Nancy Rodríguez Tuirán, madre de una beneficiaria del CDI Huellas de Esperanza, lo expresa con claridad: "Ha sido una oportunidad muy importante para nosotros. Mientras mi hija aprende y recibe atención integral, yo puedo trabajar con tranquilidad. Pensábamos que este proyecto quedaría abandonado, pero hoy es una realidad para nuestros niños". La secretaria de Participación Distrital, Ana Milena Jiménez, añade que "en Cartagena entendemos que invertir en la primera infancia es invertir en el futuro de la ciudad".
En el otro extremo de la vida, los adultos mayores también ocupan un lugar prioritario. Más de 5.000 personas mayores reciben atención integral en 30 Centros de Vida distribuidos en diferentes barrios. En estos espacios acceden a alimentación, seguimiento nutricional, atención psicosocial, actividades recreativas y acompañamiento profesional. Además, 146 adultos mayores en condición de abandono reciben alojamiento, alimentación y atención médica en hogares geriátricos.

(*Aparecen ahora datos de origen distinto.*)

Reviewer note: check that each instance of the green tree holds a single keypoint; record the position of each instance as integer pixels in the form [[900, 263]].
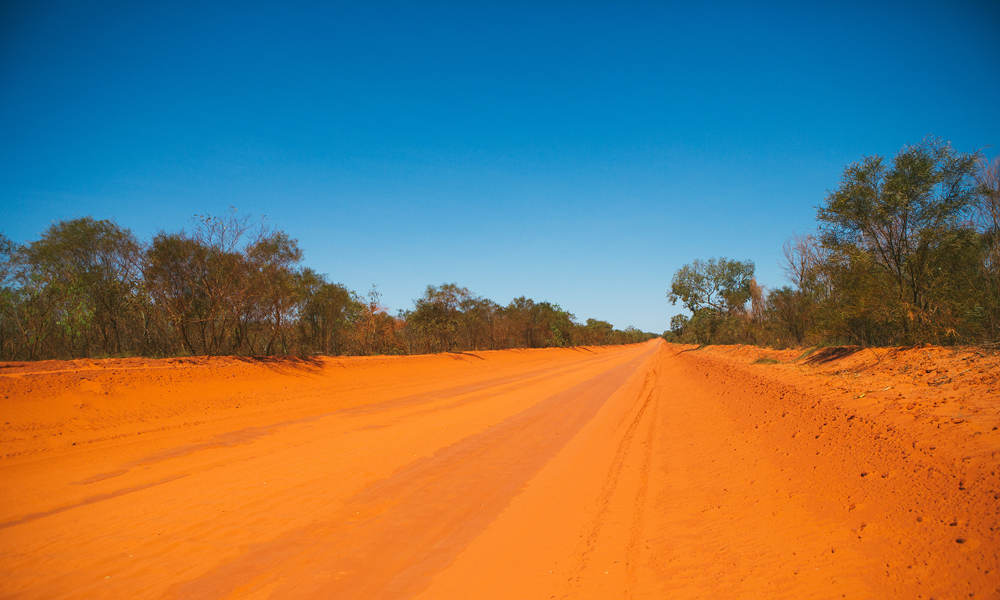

El Distrito también ha invertido en mejorar la infraestructura de estos centros. Espacios en El Tancón, Bayunca, Isla Fuerte y El Pozón han sido intervenidos, y actualmente avanzan las obras en el Centro de Vida de La Esperanza. Eleuterio Moreno Guerrero Hernández, usuario del Centro de Vida de El Pozón, resume el cambio: "Antes se metía el agua y todo era con abanicos. Hoy tenemos mejores condiciones, aire acondicionado y un espacio donde nos atienden bien y compartimos con nuestros amigos".
Para muchos como Hilda María Martínez Marrugo, también del Centro de Vida de El Pozón, el lugar representa mucho más que atención: "Esta es mi familia, esta es mi casa y este es mi alimento. Yo no tengo hijos ni hermanos, pero aquí me siento acompañada y querida". La Administración también impulsa iniciativas como la Copa Distrital Mayores Activos, que se realiza cada agosto para promover el envejecimiento activo.
A sus 493 años, Cartagena demuestra que su riqueza más valiosa son sus personas. La apuesta por una ciudad que atienda desde los primeros años hasta la vejez no es retórica: es una construcción lenta, comprometida y tangible, reflejada en cada centro rehabilitado, en cada niño en un espacio digno y en cada adulto mayor que vuelve a sentir que pertenece.